Qatar Telecom (Qtel) has emerged as a possible buyer for Zain Saudi Arabia –a deal which could open the door for rival Gulf operator Etisalat to buy a significant share in Kuwaiti-based Zain Group. Etisalat confirmed last week it is bidding KWD1.7 a share for a 46 percent stake in Zain, which values the holding at just under US$12 billion. However, in a research note, Bahrain-based Sico Bank noted that the deal would create problems in Saudi Arabia where both Zain and Etisalat have existing operations. A merger of Etisalat’s Saudi mobile arm, Mobily, and Zain “seems unlikely” since it would violate merger guidelines in Saudi Arabia’s Telecom act, Sico said. “The merged (Mobily-Zain Saudi) entity will have close to 55 percent mobile market share in this case and will definitely lessen competition in the kingdom,” it noted.

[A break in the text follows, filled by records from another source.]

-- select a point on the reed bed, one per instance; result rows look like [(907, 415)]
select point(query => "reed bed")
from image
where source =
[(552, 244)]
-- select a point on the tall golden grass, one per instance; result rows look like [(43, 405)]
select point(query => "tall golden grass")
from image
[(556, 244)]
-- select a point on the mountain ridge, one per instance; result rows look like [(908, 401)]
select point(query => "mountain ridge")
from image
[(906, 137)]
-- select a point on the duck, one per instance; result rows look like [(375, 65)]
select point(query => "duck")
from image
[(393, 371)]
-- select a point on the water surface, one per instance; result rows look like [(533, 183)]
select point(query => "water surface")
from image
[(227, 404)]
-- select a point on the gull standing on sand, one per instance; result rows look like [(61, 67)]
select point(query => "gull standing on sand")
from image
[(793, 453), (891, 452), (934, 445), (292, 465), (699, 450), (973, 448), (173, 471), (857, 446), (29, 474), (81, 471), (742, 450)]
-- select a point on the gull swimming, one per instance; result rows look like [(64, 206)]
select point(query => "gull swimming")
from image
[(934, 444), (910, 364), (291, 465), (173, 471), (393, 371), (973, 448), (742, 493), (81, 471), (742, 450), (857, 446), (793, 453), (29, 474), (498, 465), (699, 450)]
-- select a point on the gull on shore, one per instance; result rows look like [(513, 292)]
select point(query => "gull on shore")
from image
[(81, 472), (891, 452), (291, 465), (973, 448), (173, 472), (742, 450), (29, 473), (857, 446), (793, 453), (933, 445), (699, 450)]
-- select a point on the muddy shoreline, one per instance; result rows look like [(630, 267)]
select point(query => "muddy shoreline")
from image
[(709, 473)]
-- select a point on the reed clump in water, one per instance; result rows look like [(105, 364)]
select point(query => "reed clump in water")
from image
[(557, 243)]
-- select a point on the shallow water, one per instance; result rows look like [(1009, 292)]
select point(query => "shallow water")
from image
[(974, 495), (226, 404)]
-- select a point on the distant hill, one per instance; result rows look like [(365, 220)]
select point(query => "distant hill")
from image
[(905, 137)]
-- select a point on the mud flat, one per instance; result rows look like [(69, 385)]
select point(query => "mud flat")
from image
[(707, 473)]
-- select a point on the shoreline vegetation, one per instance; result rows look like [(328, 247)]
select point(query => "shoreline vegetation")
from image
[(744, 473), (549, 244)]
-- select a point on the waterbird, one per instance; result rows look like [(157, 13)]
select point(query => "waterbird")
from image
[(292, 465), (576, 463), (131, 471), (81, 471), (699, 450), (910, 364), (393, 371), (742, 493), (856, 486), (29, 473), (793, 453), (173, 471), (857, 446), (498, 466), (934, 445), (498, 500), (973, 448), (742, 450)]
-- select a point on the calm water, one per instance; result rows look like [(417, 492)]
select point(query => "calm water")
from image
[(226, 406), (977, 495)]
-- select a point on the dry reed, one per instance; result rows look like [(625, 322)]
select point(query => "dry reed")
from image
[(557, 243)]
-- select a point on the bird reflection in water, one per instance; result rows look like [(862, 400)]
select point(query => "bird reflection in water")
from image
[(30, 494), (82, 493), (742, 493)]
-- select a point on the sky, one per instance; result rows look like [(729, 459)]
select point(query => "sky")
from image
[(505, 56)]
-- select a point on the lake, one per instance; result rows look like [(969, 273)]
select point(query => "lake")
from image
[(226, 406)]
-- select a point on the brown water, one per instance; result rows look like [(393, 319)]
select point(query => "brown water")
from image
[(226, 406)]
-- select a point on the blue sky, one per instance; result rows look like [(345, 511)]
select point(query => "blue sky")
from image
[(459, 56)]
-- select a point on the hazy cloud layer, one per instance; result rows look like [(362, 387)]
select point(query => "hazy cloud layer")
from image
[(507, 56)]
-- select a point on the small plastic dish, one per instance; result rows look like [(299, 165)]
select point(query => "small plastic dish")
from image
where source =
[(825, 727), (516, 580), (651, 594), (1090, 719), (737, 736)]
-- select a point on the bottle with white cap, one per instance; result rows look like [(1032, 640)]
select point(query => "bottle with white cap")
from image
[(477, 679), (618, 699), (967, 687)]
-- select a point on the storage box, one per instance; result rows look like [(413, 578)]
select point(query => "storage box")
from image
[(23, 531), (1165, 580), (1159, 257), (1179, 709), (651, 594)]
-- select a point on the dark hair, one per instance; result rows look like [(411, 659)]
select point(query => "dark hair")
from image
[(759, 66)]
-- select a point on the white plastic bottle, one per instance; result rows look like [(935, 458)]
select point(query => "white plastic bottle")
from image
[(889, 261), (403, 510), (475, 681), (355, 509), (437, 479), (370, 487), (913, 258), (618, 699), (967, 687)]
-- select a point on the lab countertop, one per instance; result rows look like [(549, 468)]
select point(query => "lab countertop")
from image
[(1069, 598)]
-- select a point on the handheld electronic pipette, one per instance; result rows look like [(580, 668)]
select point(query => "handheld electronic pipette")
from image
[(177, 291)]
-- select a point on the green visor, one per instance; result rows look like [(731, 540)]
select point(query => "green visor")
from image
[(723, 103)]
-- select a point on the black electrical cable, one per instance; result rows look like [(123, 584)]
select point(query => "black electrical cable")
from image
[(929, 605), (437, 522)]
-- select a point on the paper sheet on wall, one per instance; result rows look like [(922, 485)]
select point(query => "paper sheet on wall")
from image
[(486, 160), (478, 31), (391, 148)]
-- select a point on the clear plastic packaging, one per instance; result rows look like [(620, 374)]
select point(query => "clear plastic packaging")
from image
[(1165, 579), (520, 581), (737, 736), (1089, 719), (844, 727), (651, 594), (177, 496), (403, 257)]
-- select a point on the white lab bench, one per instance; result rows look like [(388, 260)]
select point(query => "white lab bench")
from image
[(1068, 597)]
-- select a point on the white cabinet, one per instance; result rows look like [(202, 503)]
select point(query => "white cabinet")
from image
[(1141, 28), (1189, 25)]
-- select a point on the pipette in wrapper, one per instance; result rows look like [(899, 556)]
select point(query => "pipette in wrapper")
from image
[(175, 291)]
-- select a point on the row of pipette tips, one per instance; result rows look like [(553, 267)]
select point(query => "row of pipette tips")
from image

The bank highlighted a move by Qtel to buy-out Zain in Saudi Arabia as a likely solution to the problem.  “Qatar Telecom could be a possible contender for taking over Zain’s Saudi operation considering its strategic ambitions to expand its operations in the region,” Sico said. The bank values Zain’s stake in Zain Saudi Arabia (25 percent) at around US$925 million assuming a 25 percent premium for a controlling stake. Zain Saudi Arabia paid US$6 billion for a licence to operate in the largest Arab economy in 2007 and has built a customer base of 7 million in just two years. However, the business faces competition from two much larger rivals (Mobily and Saudi Telecom’s STC). The network recently announced plans to raise US$1.2 billion through a rights issue to fund its network expansion.